Dati pubblicati sulla rivista Science, include le letture dei dati sui sieri di 51 individui vaccinati che hanno ricevuto due o tre dosi di BNT162b2, nonché uno studio che valuta il potenziale di neutralizzazione degli anticorpi sierici di un sottogruppo di individui vaccinati contro il virus vivo.

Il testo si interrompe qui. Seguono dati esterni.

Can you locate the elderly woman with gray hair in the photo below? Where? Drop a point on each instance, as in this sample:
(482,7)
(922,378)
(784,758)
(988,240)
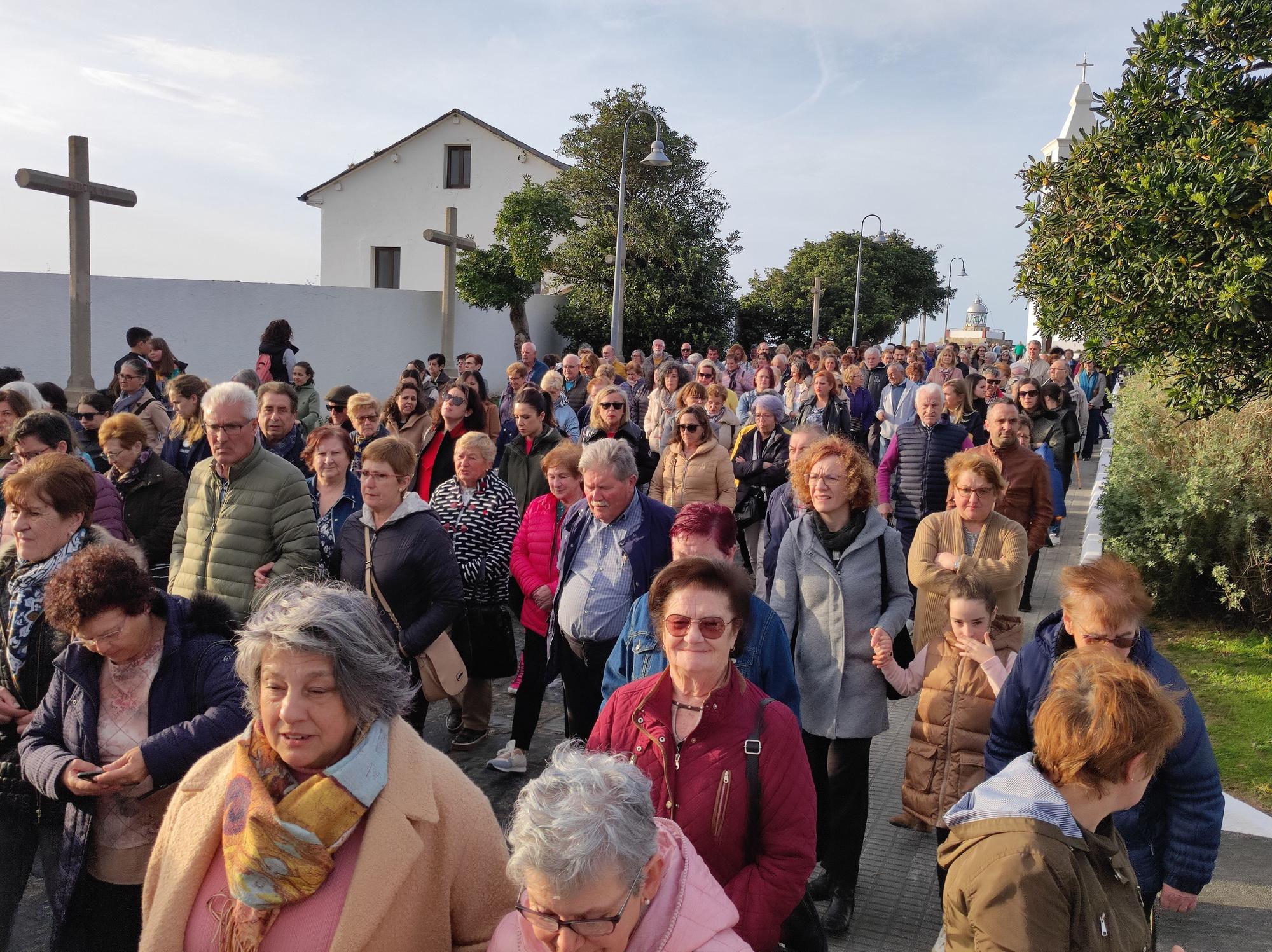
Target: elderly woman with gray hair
(591,857)
(329,822)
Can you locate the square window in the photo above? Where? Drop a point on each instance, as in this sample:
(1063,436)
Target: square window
(389,268)
(459,166)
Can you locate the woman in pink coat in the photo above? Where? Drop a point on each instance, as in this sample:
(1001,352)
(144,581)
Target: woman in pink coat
(590,855)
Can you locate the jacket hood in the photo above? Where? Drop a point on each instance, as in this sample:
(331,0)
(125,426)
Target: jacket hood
(411,503)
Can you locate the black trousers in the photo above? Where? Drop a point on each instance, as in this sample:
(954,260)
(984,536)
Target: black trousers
(104,918)
(583,672)
(530,694)
(841,776)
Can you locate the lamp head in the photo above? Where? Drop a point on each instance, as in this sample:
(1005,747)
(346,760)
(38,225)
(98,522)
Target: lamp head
(657,157)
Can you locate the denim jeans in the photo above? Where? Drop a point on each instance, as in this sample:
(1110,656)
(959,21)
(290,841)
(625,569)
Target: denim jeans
(21,836)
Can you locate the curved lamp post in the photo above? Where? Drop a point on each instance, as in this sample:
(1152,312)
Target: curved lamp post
(950,274)
(857,300)
(656,158)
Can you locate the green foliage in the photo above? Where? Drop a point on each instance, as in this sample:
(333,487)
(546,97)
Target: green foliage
(1190,503)
(1156,235)
(677,269)
(900,282)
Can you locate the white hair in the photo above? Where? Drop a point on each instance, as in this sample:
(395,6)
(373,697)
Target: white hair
(586,817)
(231,396)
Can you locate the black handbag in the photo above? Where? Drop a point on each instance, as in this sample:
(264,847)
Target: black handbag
(902,645)
(803,929)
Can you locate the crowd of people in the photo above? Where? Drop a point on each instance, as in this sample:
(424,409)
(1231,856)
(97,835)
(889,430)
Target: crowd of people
(230,606)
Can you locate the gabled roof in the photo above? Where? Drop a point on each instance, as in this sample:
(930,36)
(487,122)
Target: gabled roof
(469,116)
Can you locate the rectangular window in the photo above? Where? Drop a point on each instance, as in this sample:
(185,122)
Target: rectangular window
(459,166)
(389,268)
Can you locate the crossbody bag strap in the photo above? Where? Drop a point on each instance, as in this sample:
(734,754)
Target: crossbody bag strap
(370,581)
(752,747)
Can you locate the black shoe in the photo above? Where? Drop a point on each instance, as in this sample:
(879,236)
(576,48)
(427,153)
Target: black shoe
(821,888)
(469,738)
(840,914)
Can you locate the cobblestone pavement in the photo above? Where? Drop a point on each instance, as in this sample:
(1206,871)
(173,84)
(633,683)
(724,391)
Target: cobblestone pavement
(897,905)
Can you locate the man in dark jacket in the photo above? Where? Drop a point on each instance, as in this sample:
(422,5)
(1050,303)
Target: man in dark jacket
(614,541)
(1173,832)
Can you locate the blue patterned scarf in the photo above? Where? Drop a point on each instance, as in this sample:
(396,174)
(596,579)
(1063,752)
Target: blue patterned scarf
(26,593)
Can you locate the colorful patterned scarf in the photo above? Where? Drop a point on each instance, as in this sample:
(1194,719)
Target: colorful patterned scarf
(279,836)
(26,592)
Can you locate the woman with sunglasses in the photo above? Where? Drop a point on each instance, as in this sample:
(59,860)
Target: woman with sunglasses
(586,836)
(688,729)
(1172,834)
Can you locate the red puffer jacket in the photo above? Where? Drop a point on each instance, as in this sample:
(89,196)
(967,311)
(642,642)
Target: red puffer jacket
(535,555)
(703,787)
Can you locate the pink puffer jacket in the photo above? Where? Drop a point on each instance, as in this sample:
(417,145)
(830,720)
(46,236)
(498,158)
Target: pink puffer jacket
(535,556)
(690,913)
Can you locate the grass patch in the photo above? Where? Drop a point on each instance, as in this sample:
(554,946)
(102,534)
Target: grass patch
(1231,673)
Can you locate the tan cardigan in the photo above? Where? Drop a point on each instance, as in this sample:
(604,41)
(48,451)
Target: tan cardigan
(707,476)
(429,874)
(1000,558)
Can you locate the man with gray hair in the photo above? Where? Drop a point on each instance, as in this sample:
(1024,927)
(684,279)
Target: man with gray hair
(247,516)
(614,541)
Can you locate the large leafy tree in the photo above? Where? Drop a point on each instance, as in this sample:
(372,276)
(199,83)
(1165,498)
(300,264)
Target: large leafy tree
(677,278)
(509,272)
(1154,240)
(900,282)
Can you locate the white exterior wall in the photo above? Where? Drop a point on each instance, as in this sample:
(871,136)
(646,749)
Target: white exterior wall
(362,336)
(390,204)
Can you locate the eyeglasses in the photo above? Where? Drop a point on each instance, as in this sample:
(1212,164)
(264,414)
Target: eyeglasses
(712,626)
(590,928)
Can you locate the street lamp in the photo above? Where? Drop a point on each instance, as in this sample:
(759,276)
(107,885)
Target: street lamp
(950,273)
(657,158)
(857,298)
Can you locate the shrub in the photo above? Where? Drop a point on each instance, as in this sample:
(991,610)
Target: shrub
(1190,503)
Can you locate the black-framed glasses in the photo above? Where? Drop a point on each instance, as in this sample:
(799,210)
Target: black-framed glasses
(590,928)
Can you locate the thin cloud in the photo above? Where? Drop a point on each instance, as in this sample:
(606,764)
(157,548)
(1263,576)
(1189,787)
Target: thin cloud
(171,92)
(209,62)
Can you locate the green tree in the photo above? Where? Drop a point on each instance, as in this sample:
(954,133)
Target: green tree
(900,282)
(1153,240)
(509,272)
(677,269)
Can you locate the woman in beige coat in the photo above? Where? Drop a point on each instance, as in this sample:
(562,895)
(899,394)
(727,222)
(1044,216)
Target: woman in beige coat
(329,824)
(695,466)
(970,537)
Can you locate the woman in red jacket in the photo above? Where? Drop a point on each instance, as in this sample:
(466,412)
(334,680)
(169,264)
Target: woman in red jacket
(688,728)
(535,567)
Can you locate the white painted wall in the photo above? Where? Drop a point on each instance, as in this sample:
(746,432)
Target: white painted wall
(390,204)
(362,336)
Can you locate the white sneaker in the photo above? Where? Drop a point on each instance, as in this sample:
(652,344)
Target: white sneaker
(509,760)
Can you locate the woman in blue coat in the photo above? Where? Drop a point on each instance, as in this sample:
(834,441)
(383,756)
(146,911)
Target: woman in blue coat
(1173,832)
(144,690)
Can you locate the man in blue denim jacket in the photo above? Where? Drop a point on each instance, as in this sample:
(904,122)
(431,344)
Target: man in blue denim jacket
(708,530)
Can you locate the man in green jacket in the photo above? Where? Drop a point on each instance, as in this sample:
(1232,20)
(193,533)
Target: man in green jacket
(249,514)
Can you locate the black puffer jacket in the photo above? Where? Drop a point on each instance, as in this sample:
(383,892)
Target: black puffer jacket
(647,460)
(18,797)
(415,568)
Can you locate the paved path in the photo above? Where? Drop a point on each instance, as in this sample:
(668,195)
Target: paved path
(897,904)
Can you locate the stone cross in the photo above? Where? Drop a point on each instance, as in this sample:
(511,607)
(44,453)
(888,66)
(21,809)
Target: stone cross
(451,240)
(81,191)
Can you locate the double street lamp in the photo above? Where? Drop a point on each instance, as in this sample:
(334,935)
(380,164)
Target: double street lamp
(857,300)
(657,158)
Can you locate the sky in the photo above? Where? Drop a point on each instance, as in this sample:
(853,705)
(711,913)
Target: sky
(812,114)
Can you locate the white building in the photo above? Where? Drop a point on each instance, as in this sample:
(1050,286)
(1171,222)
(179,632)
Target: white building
(1082,120)
(375,213)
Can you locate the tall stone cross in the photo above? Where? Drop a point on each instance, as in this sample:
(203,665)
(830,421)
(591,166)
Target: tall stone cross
(451,240)
(82,191)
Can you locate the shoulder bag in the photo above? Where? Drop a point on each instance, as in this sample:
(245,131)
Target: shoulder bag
(803,930)
(442,670)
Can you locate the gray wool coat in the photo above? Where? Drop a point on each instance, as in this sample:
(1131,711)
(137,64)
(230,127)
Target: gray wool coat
(830,610)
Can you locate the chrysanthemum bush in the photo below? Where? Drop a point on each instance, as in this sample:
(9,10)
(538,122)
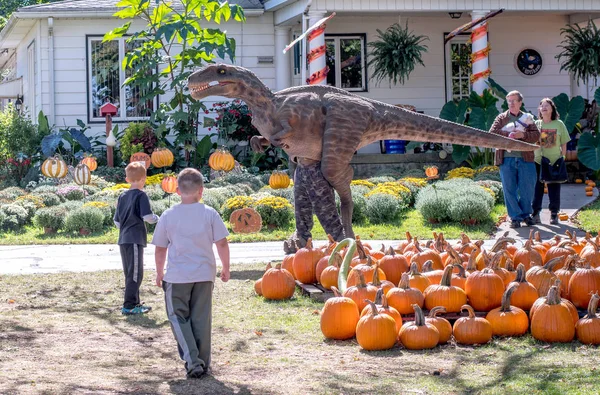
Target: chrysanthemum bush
(459,200)
(275,211)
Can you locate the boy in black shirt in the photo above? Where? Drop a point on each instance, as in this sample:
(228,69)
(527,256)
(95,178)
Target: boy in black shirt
(133,208)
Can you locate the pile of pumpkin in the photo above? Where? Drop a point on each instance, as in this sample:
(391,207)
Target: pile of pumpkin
(537,287)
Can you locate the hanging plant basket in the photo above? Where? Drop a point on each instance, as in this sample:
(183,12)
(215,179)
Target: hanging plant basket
(396,53)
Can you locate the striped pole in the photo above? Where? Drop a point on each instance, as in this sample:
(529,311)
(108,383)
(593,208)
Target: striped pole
(480,50)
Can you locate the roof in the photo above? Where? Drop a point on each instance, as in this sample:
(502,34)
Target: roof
(110,5)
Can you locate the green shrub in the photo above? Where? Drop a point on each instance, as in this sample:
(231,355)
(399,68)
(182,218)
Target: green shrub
(89,218)
(51,217)
(382,207)
(275,211)
(15,216)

Separatamente, i dati provenienti da uno studio di laboratorio virus vivo condotto con l'Università del Texas Medical Branch (UTMB) che il sostegno ed allungare ulteriormente questi risultati sono stati pubblicato sul server di prestampa bioRxiv. I sieri assunti 1 mese dopo una terza dose hanno mostrato un aumento di 22 volte dei titoli di neutralizzazione contro Omicron rispetto ai titoli appena prima della terza dose (da 7,9 a 8,8 mesi dopo la seconda dose), suggerendo che è possibile ottenere una protezione più solida contro la nuova variante con l'attuale serie di vaccini COVID-19 più una dose di richiamo. Inoltre, i livelli di titolo neutralizzante contro Omicron dopo l'immunizzazione con tre dosi erano simili ai livelli di titolo anticorpale dopo due dosi contro wild-type e altre varianti emerse prima di Omicron. Inoltre, da 1 a 4 mesi dopo una terza dose, i titoli di neutralizzazione contro wild-type e Omicron sono diminuiti rispettivamente di 1,6 e 2,0 volte, suggerendo un declino simile per entrambe le varianti. Tutti i sieri hanno neutralizzato efficacemente Omicron a 4 mesi dopo una terza dose.
Pfizer e BioNTech hanno messo in atto un solido programma di ricerca di richiamo per garantire che il vaccino continui a offrire un elevato grado di protezione. Andando avanti, le aziende valuteranno l'immunogenicità e l'efficacia di una dose aggiuntiva sia della formulazione attuale che di un vaccino a base di Omicron in ambito clinico. Le aziende hanno precedentemente annunciato che prevedono di produrre quattro miliardi di dosi del vaccino Pfizer-BioNTech COVID-19 nel 2022 e questa capacità non dovrebbe cambiare se è necessario un vaccino adattato.